Many Newfoundland residents visited the park area every year to fish for salmon at Big Falls. In the early days it was a three to four day journey from St. John's to the Humber. Travel involved driving over dirt roads, travelling by train, taking a ferry across the Exploits River, and hiking approximately 1.6 kilometres to the Humber River.

As the park area has had an excellent reputation for salmon angling for many years, fishing stories about it abound. One fisherman tells the story of an American woman who caught a 17 kilogram salmon in the 1950's while fishing at Big Falls.

In the 1960's some families brought trailers so they could spend more time at the Humber River. Long before the area became a park, people camped in the section which is now the playground.

Fisherman who frequented the area came to know which spots were the best and they tended to always fish in "their own" areas. Piercy's Hole, Goosney's Rock and Wendy's Pool are just a few examples. Before salmon regulations came into effect, people could catch 20 to 30 salmon per season in the Humber.

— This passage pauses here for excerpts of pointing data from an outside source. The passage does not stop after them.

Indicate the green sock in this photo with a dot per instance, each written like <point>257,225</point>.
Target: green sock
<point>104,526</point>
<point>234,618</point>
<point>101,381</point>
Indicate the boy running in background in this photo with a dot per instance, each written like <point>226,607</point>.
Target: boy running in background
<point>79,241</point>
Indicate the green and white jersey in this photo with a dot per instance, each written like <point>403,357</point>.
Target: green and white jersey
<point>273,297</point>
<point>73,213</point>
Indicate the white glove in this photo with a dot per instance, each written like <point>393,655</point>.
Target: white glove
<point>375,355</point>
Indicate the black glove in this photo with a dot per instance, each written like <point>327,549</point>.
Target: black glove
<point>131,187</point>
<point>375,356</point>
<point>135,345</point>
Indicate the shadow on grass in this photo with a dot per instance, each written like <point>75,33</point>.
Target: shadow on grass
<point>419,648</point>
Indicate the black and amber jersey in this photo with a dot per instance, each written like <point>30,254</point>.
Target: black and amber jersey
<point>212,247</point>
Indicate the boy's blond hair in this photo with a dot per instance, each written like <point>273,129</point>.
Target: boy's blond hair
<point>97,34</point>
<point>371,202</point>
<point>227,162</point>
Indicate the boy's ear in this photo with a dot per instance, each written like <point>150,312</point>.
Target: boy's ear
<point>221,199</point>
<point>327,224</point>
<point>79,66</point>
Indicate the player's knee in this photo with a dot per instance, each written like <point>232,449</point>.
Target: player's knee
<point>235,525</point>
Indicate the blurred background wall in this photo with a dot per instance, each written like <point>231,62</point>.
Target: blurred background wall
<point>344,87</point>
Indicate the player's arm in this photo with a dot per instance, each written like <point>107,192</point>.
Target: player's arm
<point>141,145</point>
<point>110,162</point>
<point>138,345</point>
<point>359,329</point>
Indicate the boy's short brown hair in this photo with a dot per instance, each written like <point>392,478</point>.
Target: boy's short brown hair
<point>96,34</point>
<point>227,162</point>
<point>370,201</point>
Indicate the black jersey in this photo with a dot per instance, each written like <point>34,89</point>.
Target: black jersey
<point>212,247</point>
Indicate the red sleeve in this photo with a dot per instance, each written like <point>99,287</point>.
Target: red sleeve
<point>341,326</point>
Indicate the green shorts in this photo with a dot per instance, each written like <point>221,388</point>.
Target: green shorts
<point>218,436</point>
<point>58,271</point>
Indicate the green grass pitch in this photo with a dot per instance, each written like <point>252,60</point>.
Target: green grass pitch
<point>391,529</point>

In many forested areas of the park, evidence of logging can still be seen. This area, once important in the logging industry, provided pulpwood for the Bowater Pulp and Paper Company (now Corner Brook Pulp and Paper).

An area in the park referred to as "the landing" was once a well used place from which harvested pulpwood was dumped into the river for its 100 kilometre downstream journey to the mill at Corner Brook.